The business model is relevant to the Authority running the regulatory sandbox.

The above recommended eligibility criteria have been formed taking into account the experience of other EU countries and the specific characteristics of the Czech FinTech ecosystem.

Technological readiness

For regulatory sandboxes to be effective, it is essential that the technology used to track and observe stakeholder participants is robust, reliable and up-to-date. In the design of a regulatory sandbox for the Czech Republic, technology readiness is an important consideration (.

Figure 2.6). It is recommended that firms that become eligible for participation in the Czech regulatory sandbox have a Technology Readiness Levels of at least TRL 4, so that there is a proof of concept tested in a lab setting.12

Figure 2.6. Technological readiness

Technology Readiness Levels (TRLs) are widely used in the technology industry to help management make informed decisions on the advancement and deployment of technology. TRLs offer several benefits when used in the design of a regulatory sandbox. Firstly, they provide a common understanding of the state of technology, allowing stakeholders to assess the maturity and readiness of a particular financial innovation. Secondly, they help in managing risks by providing a clear understanding of the technology’s development journey and its potential for successful deployment. In the third place, the regulator should take into account the technology’s stability and scalability. These evaluations are required to establish a strong foundation and guarantee the success of the testing procedure. Israel, for example, requires a TRL6 in its regulatory sandbox (Israel Innovation Authority, n.d.[20]).

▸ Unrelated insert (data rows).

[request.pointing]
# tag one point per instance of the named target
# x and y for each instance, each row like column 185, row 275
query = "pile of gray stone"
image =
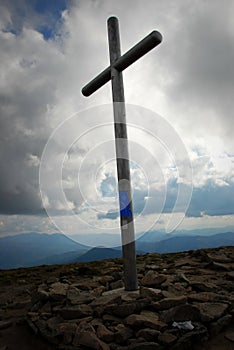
column 183, row 300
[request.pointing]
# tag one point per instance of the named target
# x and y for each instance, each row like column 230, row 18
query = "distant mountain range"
column 33, row 249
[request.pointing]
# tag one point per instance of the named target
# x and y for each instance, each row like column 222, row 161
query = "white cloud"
column 188, row 79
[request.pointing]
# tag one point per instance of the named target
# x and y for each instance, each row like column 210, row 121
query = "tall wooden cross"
column 114, row 73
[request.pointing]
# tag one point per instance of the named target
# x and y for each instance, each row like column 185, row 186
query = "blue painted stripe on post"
column 125, row 209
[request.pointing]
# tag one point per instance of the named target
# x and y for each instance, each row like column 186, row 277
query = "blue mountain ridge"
column 33, row 249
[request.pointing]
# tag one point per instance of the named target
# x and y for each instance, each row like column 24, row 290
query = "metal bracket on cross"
column 114, row 73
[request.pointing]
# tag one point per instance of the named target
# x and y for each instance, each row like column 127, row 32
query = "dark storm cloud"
column 201, row 62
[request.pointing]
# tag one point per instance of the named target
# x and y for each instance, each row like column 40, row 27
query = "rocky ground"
column 185, row 301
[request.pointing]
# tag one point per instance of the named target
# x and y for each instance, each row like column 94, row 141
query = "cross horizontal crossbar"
column 139, row 50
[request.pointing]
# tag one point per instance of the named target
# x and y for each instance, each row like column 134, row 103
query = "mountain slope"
column 100, row 253
column 29, row 248
column 183, row 243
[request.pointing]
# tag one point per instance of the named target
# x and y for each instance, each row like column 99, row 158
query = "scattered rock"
column 151, row 293
column 71, row 313
column 167, row 339
column 211, row 311
column 58, row 291
column 5, row 324
column 90, row 340
column 168, row 303
column 138, row 321
column 152, row 279
column 148, row 334
column 144, row 346
column 230, row 335
column 105, row 334
column 220, row 324
column 184, row 312
column 202, row 286
column 88, row 308
column 123, row 333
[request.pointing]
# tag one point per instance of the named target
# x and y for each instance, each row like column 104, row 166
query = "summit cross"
column 114, row 73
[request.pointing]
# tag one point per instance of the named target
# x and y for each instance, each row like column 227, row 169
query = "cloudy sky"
column 57, row 155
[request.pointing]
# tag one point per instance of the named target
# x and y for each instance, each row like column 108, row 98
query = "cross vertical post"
column 122, row 158
column 119, row 63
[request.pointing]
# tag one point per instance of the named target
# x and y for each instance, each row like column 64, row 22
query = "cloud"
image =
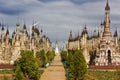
column 58, row 17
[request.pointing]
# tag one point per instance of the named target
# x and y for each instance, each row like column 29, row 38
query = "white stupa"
column 56, row 49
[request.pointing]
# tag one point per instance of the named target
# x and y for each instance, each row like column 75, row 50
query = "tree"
column 76, row 66
column 50, row 56
column 41, row 58
column 80, row 66
column 64, row 56
column 26, row 66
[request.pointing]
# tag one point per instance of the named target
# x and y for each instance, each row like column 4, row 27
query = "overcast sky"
column 58, row 17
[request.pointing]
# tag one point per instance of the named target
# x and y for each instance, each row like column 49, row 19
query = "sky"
column 58, row 17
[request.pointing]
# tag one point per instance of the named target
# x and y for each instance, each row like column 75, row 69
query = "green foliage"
column 6, row 72
column 26, row 66
column 64, row 55
column 80, row 66
column 18, row 72
column 76, row 66
column 43, row 58
column 50, row 55
column 102, row 75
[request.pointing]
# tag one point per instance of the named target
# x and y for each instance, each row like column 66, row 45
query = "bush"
column 26, row 66
column 64, row 56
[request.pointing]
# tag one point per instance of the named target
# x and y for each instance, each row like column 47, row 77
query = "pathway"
column 55, row 71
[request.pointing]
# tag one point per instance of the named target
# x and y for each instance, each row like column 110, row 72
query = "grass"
column 6, row 71
column 102, row 75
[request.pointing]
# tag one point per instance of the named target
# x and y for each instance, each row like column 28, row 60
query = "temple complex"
column 10, row 47
column 100, row 49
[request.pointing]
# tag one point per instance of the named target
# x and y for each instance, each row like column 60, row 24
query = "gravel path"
column 55, row 71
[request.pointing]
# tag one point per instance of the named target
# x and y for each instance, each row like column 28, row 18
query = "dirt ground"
column 55, row 71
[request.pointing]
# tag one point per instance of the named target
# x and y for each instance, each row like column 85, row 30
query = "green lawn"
column 102, row 75
column 6, row 71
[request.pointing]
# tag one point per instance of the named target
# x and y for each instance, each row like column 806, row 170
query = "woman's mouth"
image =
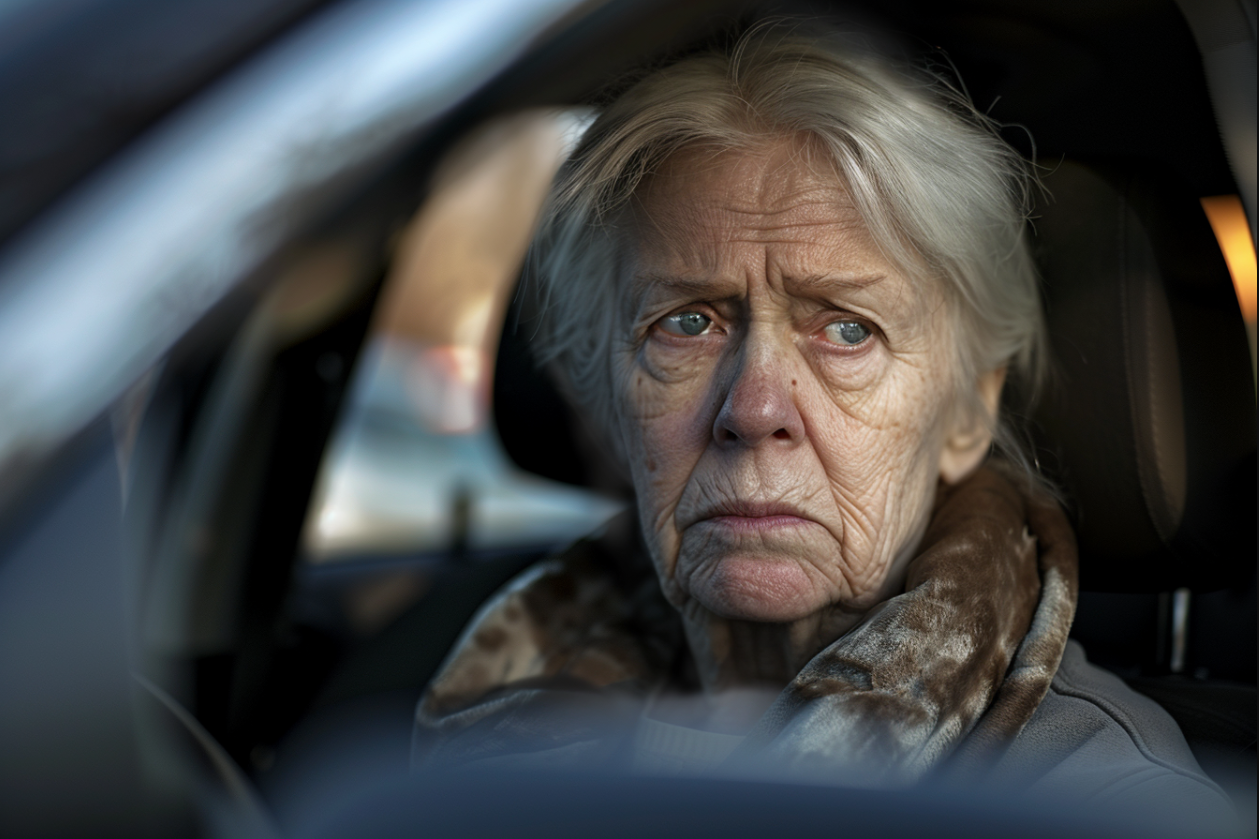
column 758, row 524
column 756, row 516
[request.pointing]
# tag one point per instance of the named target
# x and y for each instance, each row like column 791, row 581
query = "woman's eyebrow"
column 642, row 283
column 813, row 282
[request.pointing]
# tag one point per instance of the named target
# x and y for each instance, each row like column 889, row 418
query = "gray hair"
column 938, row 189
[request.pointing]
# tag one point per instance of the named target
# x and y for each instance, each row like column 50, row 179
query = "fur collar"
column 949, row 671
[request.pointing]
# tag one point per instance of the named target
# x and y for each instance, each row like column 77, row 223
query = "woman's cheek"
column 666, row 428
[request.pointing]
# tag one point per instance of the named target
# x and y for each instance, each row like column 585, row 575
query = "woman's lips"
column 758, row 524
column 756, row 516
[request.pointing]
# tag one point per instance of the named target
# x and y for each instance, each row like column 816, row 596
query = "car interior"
column 223, row 588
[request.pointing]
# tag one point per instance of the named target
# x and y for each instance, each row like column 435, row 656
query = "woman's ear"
column 967, row 445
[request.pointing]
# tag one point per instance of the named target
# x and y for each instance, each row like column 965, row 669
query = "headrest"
column 1150, row 421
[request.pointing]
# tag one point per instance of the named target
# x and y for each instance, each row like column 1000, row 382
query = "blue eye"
column 847, row 333
column 686, row 324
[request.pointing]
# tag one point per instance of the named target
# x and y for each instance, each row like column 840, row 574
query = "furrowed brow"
column 815, row 282
column 642, row 283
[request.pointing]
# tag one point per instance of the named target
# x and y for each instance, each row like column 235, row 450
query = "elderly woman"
column 787, row 286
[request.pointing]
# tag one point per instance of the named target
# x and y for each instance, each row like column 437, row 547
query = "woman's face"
column 783, row 389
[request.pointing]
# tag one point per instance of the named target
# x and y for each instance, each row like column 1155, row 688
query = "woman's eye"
column 847, row 333
column 686, row 324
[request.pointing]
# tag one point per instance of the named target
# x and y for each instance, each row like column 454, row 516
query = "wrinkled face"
column 782, row 389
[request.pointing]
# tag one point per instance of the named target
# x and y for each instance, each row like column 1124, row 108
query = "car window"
column 414, row 475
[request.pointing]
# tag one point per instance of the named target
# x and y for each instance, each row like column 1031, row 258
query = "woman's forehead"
column 706, row 215
column 771, row 184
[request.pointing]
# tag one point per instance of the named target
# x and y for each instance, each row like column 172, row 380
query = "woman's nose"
column 759, row 406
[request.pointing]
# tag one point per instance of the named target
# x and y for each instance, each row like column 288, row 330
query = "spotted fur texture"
column 565, row 656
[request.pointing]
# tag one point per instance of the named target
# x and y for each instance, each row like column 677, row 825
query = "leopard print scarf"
column 943, row 675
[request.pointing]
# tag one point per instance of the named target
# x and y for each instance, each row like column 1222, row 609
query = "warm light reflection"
column 1233, row 231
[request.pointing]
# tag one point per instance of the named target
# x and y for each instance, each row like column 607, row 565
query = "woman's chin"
column 758, row 588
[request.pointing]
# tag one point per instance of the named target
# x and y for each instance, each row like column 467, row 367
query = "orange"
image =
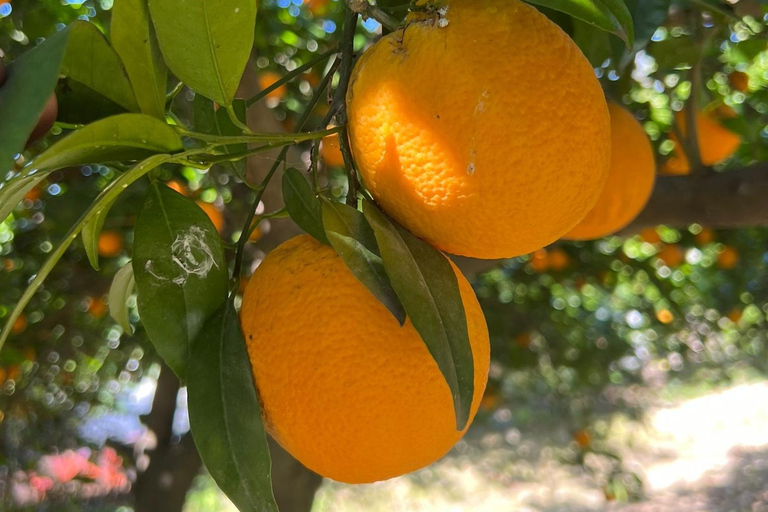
column 559, row 260
column 650, row 235
column 671, row 255
column 630, row 179
column 20, row 324
column 665, row 316
column 705, row 236
column 739, row 81
column 728, row 258
column 716, row 143
column 110, row 244
column 213, row 213
column 357, row 399
column 266, row 79
column 479, row 155
column 330, row 151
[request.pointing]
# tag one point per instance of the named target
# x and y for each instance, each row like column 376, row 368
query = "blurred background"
column 627, row 373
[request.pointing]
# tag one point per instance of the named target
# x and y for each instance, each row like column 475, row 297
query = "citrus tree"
column 483, row 129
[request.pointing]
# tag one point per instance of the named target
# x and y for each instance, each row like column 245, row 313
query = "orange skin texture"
column 110, row 244
column 213, row 213
column 480, row 156
column 671, row 255
column 355, row 398
column 330, row 151
column 728, row 258
column 267, row 78
column 716, row 142
column 630, row 179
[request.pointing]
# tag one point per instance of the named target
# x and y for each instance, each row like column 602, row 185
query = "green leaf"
column 108, row 195
column 123, row 137
column 181, row 272
column 206, row 43
column 302, row 205
column 91, row 233
column 119, row 293
column 225, row 414
column 29, row 83
column 217, row 122
column 91, row 61
column 134, row 40
column 609, row 15
column 427, row 286
column 118, row 138
column 353, row 239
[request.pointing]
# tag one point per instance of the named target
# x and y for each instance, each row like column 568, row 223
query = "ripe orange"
column 478, row 155
column 330, row 151
column 359, row 398
column 739, row 81
column 217, row 218
column 728, row 258
column 716, row 143
column 630, row 179
column 110, row 244
column 672, row 255
column 267, row 78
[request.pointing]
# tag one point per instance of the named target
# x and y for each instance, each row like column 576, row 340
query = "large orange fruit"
column 716, row 142
column 630, row 179
column 479, row 154
column 355, row 398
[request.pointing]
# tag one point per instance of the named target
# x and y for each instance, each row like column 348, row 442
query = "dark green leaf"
column 304, row 207
column 91, row 61
column 134, row 40
column 427, row 287
column 79, row 104
column 119, row 293
column 353, row 239
column 29, row 83
column 206, row 43
column 117, row 138
column 225, row 415
column 181, row 273
column 609, row 15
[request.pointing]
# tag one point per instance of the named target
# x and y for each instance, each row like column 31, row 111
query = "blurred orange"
column 705, row 236
column 650, row 235
column 739, row 81
column 179, row 187
column 728, row 258
column 110, row 244
column 558, row 260
column 330, row 151
column 266, row 79
column 20, row 325
column 540, row 260
column 672, row 255
column 665, row 316
column 582, row 438
column 213, row 213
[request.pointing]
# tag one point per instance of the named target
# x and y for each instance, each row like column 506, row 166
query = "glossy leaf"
column 181, row 272
column 29, row 83
column 118, row 138
column 302, row 205
column 426, row 285
column 206, row 43
column 119, row 293
column 91, row 61
column 134, row 40
column 225, row 414
column 108, row 195
column 353, row 239
column 609, row 15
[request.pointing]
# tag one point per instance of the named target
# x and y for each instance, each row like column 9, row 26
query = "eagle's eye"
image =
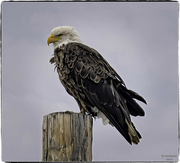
column 60, row 35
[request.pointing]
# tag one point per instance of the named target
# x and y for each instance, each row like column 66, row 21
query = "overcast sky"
column 140, row 40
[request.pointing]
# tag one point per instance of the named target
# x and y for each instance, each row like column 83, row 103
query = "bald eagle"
column 95, row 85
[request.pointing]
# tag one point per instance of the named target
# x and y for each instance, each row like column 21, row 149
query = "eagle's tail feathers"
column 133, row 133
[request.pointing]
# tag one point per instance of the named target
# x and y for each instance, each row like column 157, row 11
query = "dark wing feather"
column 103, row 87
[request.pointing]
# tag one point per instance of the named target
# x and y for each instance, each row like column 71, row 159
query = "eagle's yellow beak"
column 52, row 39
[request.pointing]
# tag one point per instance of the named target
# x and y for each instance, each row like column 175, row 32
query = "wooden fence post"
column 67, row 136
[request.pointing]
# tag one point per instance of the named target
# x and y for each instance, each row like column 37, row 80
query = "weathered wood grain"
column 67, row 136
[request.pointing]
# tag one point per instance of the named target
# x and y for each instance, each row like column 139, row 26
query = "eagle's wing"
column 103, row 88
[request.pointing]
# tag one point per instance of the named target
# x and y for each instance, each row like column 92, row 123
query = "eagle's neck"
column 66, row 41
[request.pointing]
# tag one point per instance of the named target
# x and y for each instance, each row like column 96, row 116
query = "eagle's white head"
column 63, row 35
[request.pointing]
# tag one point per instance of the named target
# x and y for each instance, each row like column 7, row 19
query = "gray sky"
column 140, row 40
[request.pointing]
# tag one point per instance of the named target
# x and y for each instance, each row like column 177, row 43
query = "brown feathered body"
column 88, row 77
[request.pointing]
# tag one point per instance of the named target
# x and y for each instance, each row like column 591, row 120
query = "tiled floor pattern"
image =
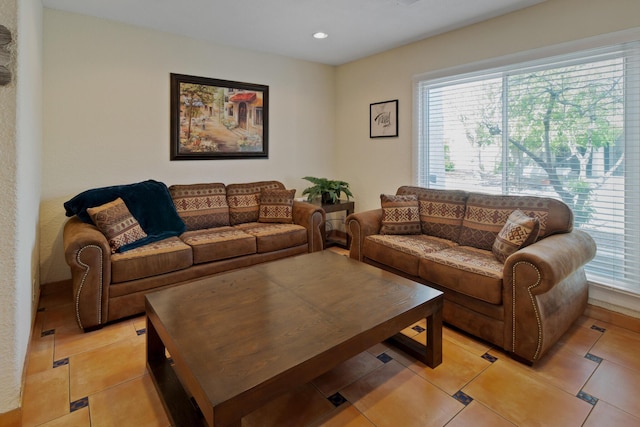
column 591, row 378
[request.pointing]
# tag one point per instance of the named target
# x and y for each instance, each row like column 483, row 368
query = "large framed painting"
column 218, row 119
column 383, row 119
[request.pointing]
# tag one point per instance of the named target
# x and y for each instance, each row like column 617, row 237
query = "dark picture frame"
column 218, row 119
column 383, row 119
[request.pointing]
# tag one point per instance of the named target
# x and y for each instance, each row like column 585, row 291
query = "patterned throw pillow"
column 519, row 231
column 201, row 205
column 276, row 206
column 116, row 223
column 400, row 214
column 244, row 200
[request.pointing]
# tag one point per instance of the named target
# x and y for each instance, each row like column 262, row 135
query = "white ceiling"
column 356, row 28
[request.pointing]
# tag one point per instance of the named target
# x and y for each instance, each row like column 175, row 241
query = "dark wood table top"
column 239, row 336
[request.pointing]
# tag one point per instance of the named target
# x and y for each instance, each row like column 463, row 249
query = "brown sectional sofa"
column 223, row 230
column 524, row 304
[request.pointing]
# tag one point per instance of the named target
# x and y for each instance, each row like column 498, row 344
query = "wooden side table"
column 340, row 205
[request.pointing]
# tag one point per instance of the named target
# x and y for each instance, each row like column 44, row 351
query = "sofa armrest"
column 545, row 290
column 88, row 255
column 360, row 225
column 312, row 218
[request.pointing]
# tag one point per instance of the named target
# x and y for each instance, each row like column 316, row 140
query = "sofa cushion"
column 273, row 237
column 519, row 231
column 276, row 206
column 201, row 205
column 400, row 214
column 116, row 223
column 469, row 271
column 402, row 252
column 218, row 243
column 244, row 200
column 149, row 202
column 486, row 214
column 155, row 258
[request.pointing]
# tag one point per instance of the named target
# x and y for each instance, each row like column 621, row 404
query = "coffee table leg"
column 434, row 339
column 431, row 354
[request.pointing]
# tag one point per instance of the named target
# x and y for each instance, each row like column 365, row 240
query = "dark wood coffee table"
column 239, row 339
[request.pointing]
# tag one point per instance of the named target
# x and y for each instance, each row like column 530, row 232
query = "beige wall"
column 20, row 145
column 375, row 166
column 106, row 115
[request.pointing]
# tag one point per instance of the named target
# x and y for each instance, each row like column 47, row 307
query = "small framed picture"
column 383, row 119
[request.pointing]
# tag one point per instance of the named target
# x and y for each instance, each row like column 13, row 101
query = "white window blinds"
column 565, row 127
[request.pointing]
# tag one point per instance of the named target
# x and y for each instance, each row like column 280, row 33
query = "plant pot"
column 326, row 199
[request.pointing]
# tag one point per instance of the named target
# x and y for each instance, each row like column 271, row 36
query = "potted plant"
column 327, row 189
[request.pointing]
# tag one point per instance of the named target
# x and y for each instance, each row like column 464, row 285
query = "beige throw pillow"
column 116, row 223
column 400, row 214
column 519, row 231
column 276, row 206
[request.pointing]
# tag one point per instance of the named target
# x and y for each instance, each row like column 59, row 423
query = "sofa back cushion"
column 276, row 206
column 244, row 200
column 441, row 211
column 486, row 214
column 400, row 214
column 201, row 206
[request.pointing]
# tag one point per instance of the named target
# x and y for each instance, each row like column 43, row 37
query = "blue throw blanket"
column 149, row 202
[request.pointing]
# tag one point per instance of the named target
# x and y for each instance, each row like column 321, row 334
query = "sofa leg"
column 521, row 359
column 93, row 328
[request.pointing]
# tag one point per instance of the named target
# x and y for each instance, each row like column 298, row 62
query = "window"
column 564, row 127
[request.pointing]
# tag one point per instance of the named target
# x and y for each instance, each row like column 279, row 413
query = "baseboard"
column 12, row 418
column 614, row 306
column 53, row 287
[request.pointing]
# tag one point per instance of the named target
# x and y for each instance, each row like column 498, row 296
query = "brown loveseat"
column 204, row 229
column 523, row 304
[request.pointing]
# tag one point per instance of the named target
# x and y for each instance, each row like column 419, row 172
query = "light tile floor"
column 591, row 378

There are, however, some limitations in the usefulness of TRLs. For example, there is no direct correlation between the readiness and the appropriateness or technological development of a product. The regulator has to take into account the compliance with current systems and regulations, and validate the ethical dimension of the technology (see Table 2.5).

Table 2.5. EU Definitions of technology readiness levels
Technology Readiness Level (EU)	Definition
TRL1	Basic principles observed
TRL2	Technology concept formulated
TRL3	Experimental proof of concept
TRL4	Technology validated in lab
TRL5	Technology validated in relevant environment (industrially relevant environment in the case of key enabling technologies)
TRL6	Technology demonstrated in relevant environment
TRL7	System prototype demonstration in operational environment
TRL8	System complete and qualified
TRL9	Actual system proven in operational environment (competitive manufacturing in the case of key enabling technologies)
Source: Extract from Part 19 of the Commission Decision C(2014)4995 from the European Commission (2020[21]), Technology readiness levels (TRL), https://ec.europa.eu/research/participants/data/ref/h2020/wp/2014_2015/annexes/h2020-wp1415-annex-g-trl_en.pdf.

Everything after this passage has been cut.